А за стенами цеха, за широким, схваченным железной мелкой решеткой, окном протекала совсем иная, знакомая до мелочей с детских лет курортная жизнь с ее шумными радостями, беспечным весельем, золотистым песчаным пляжем и синим ласковым морем. И Галина остро почувствовала эту разницу в жизненном положении, когда одни беспечно отдыхают, наслаждаясь и солнцем, и летом, и морем, а другие в те же самые часы вынуждены трудиться, потея возле трескучих станков.
Она, конечно, никогда не задумывалась над тем, что курортники – люди временные. Где бы и как бы они ни отдыхали – в санаториях или в домах отдыха, в пансионатах или на турбазах, или же, за неимением путевок, снимали комнаты или просто койки у местного населения, – все эти курортники постоянно меняются, приезжают и уезжают в свои далекие города и поселки, в которых после отпуска идут на заводы и фабрики, становятся к станкам, садятся за рабочие столы, опускаются в шахты, варят сталь, строят дома, добывают уголь, водят поезда и автомашины, и так же, как в цехе чулочной фабрики, старательно трудятся, работают, теряют здоровье и годы жизни.
Нет, Галина никогда об этом не задумывалась. Она видела вокруг себя лишь две жизни – жизнь на фабрике и за ее стенами, бесконечные нудные трудовые будни и бесконечные радости курортного отдыха. Одни работают, а другие – наслаждаются. Своим цепким юным умом Галина сразу определила свое далеко не завидное положение и шаткие позиции.
Что ей сулила в будущем чулочная фабрика? В лучшем случае – выбиться в многостаночницы, в бригадиры, в мастера, а к старости встать во главе цеха. Многолетним, бесконечно напряженным трудом заработать заслуженное уважение, почет, может быть, даже стать удостоенной правительственных наград, – в цеху были и такие работницы, награжденные высокими орденами. В торжественные даты она с щемящей грустью и ужасом смотрела на их, пожилых женщин, усталые лица, на несуразные бесформенные фигуры, на больные ревматизмом ноги и блестящие ценным металлом награды, сияющие на лацканах пиджаков или приколотые к платьям, пошитым из дорогого материала в прошлые годы, фасоны которых давно вышли из моды.
Галина не могла понять, чему же они радуются и чем, в сущности, гордятся. Вся их жизнь прошла в стенах фабрики. Синее море, золотой пляж они видели лишь вечерами после работы да в воскресные дни. В ресторанах не бывали, дорогих напитков и вкусных блюд не пробовали.
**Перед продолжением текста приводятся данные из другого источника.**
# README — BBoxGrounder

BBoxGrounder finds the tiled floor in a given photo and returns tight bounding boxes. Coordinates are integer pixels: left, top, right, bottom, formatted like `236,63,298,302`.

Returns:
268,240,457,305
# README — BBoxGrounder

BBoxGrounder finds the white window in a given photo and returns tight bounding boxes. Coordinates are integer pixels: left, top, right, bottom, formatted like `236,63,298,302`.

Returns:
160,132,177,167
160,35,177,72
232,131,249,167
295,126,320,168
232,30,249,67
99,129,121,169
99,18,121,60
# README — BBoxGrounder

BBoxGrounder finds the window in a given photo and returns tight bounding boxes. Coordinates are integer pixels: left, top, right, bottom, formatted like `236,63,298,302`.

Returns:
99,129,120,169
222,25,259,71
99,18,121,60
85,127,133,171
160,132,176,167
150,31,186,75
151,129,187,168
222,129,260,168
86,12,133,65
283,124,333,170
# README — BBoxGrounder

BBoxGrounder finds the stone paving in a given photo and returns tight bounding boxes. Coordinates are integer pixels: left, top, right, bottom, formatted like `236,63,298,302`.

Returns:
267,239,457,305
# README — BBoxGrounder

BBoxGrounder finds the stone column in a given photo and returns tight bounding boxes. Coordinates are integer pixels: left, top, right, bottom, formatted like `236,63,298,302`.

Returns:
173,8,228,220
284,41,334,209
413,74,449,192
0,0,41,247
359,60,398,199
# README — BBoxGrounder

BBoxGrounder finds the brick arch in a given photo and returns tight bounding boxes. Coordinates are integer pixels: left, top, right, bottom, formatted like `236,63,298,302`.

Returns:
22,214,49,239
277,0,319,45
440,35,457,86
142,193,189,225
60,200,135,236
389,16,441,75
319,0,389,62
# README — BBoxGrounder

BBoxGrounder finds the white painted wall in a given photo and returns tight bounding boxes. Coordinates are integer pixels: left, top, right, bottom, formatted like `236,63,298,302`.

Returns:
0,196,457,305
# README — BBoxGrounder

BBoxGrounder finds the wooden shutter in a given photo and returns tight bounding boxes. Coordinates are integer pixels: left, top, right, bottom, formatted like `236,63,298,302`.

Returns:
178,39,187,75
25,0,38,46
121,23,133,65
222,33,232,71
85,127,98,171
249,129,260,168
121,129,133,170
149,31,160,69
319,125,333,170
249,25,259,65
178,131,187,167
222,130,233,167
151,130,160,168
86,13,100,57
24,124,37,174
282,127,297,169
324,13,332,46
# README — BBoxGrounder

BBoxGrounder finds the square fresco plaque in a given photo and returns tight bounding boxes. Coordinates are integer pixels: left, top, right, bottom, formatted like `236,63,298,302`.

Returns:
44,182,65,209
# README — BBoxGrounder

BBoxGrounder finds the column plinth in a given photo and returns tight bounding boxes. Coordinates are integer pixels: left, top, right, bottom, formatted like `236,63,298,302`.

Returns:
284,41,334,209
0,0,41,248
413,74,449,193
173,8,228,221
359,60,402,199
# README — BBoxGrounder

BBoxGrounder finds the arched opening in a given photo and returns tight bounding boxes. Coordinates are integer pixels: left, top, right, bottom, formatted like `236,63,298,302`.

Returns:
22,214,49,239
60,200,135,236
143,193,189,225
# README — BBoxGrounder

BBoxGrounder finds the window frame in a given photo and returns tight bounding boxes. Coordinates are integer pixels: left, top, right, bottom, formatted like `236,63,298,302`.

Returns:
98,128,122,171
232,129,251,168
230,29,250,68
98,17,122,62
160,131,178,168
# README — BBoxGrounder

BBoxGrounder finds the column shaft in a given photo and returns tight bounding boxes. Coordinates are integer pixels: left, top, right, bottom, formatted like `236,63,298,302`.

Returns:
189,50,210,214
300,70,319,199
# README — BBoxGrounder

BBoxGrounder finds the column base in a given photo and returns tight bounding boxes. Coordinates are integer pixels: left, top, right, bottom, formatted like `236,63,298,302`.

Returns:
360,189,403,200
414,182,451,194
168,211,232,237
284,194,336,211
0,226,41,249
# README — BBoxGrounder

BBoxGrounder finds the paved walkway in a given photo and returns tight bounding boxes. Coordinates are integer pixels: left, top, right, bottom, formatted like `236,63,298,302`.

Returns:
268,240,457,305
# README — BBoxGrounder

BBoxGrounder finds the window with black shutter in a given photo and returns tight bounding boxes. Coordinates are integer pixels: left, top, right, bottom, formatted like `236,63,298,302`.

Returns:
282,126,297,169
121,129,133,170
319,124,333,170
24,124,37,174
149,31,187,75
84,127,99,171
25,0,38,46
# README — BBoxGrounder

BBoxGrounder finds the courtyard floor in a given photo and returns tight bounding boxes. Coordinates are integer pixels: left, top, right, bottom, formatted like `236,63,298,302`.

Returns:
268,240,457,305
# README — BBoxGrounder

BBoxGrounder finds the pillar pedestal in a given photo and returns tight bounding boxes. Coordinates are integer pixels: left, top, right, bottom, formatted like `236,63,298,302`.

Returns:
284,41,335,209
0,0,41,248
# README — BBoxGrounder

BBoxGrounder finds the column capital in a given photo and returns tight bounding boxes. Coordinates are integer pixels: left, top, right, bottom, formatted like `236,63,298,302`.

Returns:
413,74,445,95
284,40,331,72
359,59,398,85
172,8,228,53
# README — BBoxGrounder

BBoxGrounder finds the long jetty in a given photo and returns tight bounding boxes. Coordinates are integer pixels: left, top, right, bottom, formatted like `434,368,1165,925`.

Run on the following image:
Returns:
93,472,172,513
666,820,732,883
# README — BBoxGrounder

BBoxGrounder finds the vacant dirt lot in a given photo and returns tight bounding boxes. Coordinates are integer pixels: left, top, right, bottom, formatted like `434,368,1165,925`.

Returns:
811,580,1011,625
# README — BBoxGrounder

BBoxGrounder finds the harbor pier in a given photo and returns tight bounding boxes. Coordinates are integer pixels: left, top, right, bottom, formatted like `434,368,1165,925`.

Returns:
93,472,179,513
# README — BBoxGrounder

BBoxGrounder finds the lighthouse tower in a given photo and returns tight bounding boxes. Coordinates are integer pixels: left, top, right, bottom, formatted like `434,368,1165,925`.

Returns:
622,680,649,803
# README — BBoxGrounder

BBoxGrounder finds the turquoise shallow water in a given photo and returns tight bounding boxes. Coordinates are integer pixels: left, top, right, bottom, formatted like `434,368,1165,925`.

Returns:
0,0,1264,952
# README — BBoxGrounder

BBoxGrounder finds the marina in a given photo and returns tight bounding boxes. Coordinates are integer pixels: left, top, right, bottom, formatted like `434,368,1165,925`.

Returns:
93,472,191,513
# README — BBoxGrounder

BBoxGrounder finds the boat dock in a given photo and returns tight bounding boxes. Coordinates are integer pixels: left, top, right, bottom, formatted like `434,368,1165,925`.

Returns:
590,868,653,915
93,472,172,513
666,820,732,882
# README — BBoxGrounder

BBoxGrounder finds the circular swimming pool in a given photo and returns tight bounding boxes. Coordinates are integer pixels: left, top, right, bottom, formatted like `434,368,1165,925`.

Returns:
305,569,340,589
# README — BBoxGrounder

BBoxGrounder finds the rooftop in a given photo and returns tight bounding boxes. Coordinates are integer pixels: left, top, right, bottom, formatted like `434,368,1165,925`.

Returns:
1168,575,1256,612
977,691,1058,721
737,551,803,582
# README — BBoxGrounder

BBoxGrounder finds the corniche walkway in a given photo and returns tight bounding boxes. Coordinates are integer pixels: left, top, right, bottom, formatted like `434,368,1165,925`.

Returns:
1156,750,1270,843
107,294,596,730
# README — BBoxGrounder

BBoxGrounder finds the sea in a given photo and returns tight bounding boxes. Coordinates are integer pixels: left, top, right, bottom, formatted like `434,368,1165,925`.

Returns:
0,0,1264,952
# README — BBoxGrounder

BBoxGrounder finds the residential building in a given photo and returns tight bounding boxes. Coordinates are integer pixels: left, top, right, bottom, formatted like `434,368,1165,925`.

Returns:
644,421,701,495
А жизнь у человека только одна и, как умно сказал один писатель в школьном учебнике по литературе, дается ему лишь один раз, и надо ее прожить так, чтобы не было потом горестно и обидно за бесцельно прожитые годы, и, Галина мысленно добавляла, где-нибудь у станка чулочной фабрики.
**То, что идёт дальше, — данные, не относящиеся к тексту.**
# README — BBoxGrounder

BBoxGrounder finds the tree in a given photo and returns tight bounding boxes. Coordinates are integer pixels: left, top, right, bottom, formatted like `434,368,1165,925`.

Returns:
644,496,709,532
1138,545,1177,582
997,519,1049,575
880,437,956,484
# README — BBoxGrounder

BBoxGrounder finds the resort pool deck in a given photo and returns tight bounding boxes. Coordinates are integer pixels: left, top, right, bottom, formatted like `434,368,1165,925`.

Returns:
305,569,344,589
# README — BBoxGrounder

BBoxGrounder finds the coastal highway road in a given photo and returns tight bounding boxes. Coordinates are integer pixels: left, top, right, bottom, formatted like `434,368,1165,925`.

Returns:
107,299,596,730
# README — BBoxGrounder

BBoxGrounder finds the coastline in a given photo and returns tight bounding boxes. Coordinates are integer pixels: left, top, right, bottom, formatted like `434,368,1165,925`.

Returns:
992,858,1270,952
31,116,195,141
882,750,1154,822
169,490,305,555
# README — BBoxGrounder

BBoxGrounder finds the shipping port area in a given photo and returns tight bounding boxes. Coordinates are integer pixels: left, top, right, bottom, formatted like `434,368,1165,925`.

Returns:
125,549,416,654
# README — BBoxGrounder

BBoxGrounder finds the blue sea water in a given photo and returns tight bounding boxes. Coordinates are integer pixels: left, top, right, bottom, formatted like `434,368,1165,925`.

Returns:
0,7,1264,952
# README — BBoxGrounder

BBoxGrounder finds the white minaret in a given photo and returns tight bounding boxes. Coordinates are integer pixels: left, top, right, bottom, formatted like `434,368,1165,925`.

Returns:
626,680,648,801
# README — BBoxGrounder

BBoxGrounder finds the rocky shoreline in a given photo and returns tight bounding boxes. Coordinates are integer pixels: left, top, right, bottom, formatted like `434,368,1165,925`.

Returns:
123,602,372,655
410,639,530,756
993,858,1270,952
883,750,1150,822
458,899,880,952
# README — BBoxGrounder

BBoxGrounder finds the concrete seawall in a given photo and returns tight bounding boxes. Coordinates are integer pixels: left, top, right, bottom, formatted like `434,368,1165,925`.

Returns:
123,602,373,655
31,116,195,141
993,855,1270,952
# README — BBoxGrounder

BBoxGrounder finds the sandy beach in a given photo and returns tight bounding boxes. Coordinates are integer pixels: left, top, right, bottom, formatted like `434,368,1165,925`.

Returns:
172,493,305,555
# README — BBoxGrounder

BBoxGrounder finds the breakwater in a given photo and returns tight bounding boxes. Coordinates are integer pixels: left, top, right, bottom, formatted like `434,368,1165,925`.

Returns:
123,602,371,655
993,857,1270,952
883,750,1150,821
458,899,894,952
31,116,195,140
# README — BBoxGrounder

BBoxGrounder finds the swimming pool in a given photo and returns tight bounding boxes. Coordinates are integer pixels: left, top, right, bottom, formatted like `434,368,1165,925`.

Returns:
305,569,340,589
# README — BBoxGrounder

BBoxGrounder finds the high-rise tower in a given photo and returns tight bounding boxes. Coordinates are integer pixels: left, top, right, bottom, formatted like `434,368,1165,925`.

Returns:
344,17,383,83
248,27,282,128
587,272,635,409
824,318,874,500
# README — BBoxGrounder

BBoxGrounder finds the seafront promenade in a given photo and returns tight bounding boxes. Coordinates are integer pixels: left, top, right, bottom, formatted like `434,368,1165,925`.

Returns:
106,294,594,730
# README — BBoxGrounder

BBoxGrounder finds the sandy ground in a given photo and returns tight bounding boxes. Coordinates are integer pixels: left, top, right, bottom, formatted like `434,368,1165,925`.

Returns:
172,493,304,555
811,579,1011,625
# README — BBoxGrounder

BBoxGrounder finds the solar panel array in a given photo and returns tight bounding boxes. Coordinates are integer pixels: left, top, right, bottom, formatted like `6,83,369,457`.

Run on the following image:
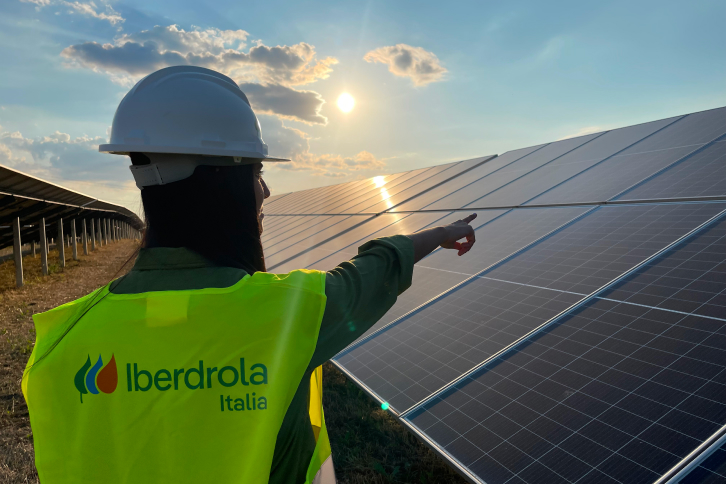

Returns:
263,108,726,484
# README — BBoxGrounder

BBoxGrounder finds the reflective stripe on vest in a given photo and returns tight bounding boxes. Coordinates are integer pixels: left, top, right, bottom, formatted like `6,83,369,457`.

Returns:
22,271,332,484
305,366,335,484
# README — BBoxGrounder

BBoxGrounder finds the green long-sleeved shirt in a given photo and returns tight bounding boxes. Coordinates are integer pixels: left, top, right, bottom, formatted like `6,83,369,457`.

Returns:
110,235,414,484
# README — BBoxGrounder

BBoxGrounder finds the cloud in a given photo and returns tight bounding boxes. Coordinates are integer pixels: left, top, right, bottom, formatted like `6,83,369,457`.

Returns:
363,44,447,86
262,116,387,178
114,25,249,55
61,25,338,86
20,0,125,25
61,25,338,125
0,131,130,180
239,83,328,125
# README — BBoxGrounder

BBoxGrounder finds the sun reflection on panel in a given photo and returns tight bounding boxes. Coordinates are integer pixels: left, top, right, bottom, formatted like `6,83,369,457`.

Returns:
381,188,393,210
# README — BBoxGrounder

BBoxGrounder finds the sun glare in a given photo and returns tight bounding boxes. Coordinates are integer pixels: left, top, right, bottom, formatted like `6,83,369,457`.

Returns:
338,92,355,113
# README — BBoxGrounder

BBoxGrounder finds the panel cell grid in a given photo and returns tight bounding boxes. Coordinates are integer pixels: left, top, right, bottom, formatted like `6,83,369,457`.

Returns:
468,118,677,207
617,140,726,200
417,207,592,276
410,299,726,484
525,146,697,205
361,156,492,213
486,203,726,293
602,218,726,322
392,145,545,212
336,279,582,412
425,133,602,210
680,444,726,484
336,207,588,344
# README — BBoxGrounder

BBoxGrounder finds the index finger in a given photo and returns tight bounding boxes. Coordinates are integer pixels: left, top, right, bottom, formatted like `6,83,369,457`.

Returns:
461,213,476,224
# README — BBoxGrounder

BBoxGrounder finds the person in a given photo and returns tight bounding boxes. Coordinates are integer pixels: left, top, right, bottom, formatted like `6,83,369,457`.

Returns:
22,67,476,484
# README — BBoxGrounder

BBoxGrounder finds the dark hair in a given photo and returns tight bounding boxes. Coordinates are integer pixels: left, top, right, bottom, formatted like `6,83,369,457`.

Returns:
131,153,266,274
25,153,266,372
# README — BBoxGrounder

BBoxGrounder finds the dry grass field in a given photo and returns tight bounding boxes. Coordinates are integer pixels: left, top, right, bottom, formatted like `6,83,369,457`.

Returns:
0,240,465,484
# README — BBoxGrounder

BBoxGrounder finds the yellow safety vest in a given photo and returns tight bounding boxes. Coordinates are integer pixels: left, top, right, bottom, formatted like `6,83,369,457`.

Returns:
22,270,335,484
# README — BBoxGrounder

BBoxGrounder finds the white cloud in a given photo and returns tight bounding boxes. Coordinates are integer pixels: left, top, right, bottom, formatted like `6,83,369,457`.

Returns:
0,127,140,213
262,116,387,179
239,83,328,125
20,0,50,7
363,44,447,86
20,0,125,25
61,25,338,86
58,1,125,25
114,25,249,55
61,25,338,124
0,131,130,180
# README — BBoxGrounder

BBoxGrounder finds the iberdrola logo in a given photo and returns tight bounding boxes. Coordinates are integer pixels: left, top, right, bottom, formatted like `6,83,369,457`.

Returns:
75,354,118,403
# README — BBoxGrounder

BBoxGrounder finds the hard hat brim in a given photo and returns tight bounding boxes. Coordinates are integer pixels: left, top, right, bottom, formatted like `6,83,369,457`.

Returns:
98,144,292,162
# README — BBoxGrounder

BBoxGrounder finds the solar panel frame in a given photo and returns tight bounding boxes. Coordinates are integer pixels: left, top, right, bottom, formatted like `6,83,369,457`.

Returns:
390,144,547,212
396,211,726,483
406,299,726,484
423,133,604,210
364,156,496,212
320,165,453,213
616,137,726,200
256,108,726,484
469,117,680,207
308,167,441,214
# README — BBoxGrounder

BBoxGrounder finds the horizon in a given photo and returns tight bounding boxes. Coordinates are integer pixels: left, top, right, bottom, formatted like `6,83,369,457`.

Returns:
0,0,726,216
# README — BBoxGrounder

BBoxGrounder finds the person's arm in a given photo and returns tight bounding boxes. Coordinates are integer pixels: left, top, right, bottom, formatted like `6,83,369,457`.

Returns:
310,214,476,367
407,213,476,263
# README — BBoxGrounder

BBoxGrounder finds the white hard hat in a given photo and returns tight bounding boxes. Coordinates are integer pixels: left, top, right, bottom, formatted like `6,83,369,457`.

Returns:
98,66,290,188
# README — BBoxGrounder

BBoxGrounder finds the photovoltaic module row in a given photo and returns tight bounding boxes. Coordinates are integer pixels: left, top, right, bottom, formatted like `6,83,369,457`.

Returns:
263,108,726,484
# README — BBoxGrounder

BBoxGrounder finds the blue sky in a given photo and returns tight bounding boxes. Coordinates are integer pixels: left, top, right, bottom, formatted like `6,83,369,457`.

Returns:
0,0,726,209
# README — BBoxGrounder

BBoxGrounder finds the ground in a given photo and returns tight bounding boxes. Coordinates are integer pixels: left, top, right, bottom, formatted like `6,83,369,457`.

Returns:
0,240,465,484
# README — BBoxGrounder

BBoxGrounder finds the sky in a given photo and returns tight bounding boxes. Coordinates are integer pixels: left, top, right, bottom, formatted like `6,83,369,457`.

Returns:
0,0,726,211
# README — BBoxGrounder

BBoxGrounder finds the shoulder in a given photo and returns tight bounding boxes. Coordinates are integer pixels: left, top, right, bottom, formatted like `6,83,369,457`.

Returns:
248,269,325,294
И она твердо решила: надо выбиваться. Выбиваться в «люди». Вернее, пробиться любой ценой в тот круг людей, для которых праздники – постоянные будни, или будни как праздники.
Но как? С чего начинать? В какую сторону сделать первый шаг? И чтоб не оступиться, не уронить себя. Она, конечно, понимала, что никто не может дать дельного ей совета, даже на мать, прожившую большую и трудную жизнь, положиться нельзя. Мать то ее упрекала, то обожала, то советовала «погулять вволю за свою и ее, материнскую, молодость, потому как проклятая война отняла у нее девичьи радости».
Но эти обычные девичьи радости – заигрывание с парнями, толкотня на тесной танцплощадке, провожание с поцелуями – ее не устраивали. У местных парней в кармане не шибко много, больше нахальства и показного бахвальства. А с приезжими молодыми людьми она не особенно знакомилась, хотя с некоторыми встречалась и кое-чему научилась, кое-что познала. И себе цену узнала. И что у нее тело «гибкое, как лоза», а стройные загорелые ноги – «цвета золотистой шерстки молодого оленя».
Галина очень быстро поняла, что она довольно недурна собой, даже весьма привлекательна, что это ее главное достоинство, ее капитал, и таким богатством надо умело распорядиться, не растрачиваясь на мелочи. Как говорится, она была из молодых, да ранних. Природа наделила ее скоропроходящей прелестью и стремлением пользоваться ею, пока не ушло время.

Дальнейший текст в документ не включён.